[
https://issues.apache.org/jira/browse/PIG-3775?page=com.atlassian.jira.plugin.system.issuetabpanels:all-tabpanel
]
Rohini Palaniswamy updated PIG-3775:
------------------------------------
Description:
When implementing Pig union, we need to gather data from two or more upstream
vertexes without sorting. The vertex itself might consists of several tasks.
Same can be done for the partitioner vertex in orderby and skewed join instead
of 1-1 edge for some cases of parallelism.
TEZ-661 has been created to add custom output and input for that in Tez. It is
currently not in the Tez team priorities but it is important for us as it will
give good performance gains. We can write the custom input/output and
contribute it to Tez and make the corresponding changes in Pig.

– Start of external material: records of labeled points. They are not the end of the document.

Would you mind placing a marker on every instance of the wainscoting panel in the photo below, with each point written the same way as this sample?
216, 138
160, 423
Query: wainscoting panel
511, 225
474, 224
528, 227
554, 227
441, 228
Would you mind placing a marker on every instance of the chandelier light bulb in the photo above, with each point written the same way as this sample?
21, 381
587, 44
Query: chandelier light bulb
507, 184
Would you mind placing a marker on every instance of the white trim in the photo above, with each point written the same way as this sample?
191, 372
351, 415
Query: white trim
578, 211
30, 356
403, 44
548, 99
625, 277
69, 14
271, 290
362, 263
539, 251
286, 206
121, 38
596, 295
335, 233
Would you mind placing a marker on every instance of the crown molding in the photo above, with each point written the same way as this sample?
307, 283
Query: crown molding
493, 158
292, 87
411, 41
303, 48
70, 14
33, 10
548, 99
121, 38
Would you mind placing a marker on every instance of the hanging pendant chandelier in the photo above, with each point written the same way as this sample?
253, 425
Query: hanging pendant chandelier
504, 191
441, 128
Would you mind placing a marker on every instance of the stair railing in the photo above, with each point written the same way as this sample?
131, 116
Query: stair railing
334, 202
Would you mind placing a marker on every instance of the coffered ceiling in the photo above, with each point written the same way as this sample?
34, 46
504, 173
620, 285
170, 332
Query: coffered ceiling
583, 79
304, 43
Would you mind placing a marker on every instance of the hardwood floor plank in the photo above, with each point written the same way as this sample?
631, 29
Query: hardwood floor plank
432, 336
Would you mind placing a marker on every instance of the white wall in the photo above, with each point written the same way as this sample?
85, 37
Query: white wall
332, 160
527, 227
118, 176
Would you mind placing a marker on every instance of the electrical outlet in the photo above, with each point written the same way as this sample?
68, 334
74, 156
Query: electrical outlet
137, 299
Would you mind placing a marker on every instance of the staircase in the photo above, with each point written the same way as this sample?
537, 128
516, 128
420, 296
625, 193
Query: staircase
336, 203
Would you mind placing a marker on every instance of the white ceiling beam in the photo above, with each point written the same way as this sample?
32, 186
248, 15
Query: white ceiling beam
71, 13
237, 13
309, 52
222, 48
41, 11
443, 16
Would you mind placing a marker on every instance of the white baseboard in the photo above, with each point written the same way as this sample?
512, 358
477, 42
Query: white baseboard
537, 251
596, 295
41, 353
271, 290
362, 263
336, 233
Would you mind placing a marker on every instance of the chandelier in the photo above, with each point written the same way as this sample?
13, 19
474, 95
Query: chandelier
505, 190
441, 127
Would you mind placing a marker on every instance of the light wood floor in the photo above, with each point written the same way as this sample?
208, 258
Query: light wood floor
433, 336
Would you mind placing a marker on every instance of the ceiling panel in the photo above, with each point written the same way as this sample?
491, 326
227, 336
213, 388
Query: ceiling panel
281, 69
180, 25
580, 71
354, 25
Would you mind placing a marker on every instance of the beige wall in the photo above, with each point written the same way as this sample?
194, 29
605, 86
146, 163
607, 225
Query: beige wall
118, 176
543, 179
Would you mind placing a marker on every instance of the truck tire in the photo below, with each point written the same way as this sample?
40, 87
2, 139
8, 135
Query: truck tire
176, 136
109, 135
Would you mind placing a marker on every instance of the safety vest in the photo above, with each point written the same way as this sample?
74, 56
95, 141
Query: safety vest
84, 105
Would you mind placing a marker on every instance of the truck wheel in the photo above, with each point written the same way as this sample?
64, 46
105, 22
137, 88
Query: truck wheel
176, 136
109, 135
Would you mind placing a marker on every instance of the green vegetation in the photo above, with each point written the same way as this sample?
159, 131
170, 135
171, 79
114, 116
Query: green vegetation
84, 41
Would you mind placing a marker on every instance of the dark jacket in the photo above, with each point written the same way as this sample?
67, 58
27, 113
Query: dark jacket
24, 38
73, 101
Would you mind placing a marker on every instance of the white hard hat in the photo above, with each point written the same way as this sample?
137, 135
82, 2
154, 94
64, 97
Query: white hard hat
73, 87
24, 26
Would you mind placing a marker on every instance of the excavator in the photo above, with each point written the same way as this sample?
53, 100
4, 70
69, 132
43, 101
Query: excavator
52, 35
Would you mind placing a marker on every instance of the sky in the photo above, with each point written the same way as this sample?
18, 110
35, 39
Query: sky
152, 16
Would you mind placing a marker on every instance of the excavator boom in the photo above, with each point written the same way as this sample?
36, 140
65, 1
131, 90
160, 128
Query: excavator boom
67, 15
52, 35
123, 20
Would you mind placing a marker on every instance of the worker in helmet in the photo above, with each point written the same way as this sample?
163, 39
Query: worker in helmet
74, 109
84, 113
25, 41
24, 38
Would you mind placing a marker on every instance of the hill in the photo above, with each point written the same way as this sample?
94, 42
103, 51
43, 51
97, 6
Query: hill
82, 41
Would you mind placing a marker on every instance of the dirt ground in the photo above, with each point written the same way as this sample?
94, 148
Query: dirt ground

This is a candidate project for Google summer of code 2014. More information
about the program can be found at
https://cwiki.apache.org/confluence/display/PIG/GSoc2014
was:
When implementing Pig union, we need to gather data from two or more upstream
vertexes without sorting. The vertex itself might consists of several tasks.
Same can be done for the partitioner vertex in orderby and skewed join instead
of 1-1 edge for some cases of parallelism.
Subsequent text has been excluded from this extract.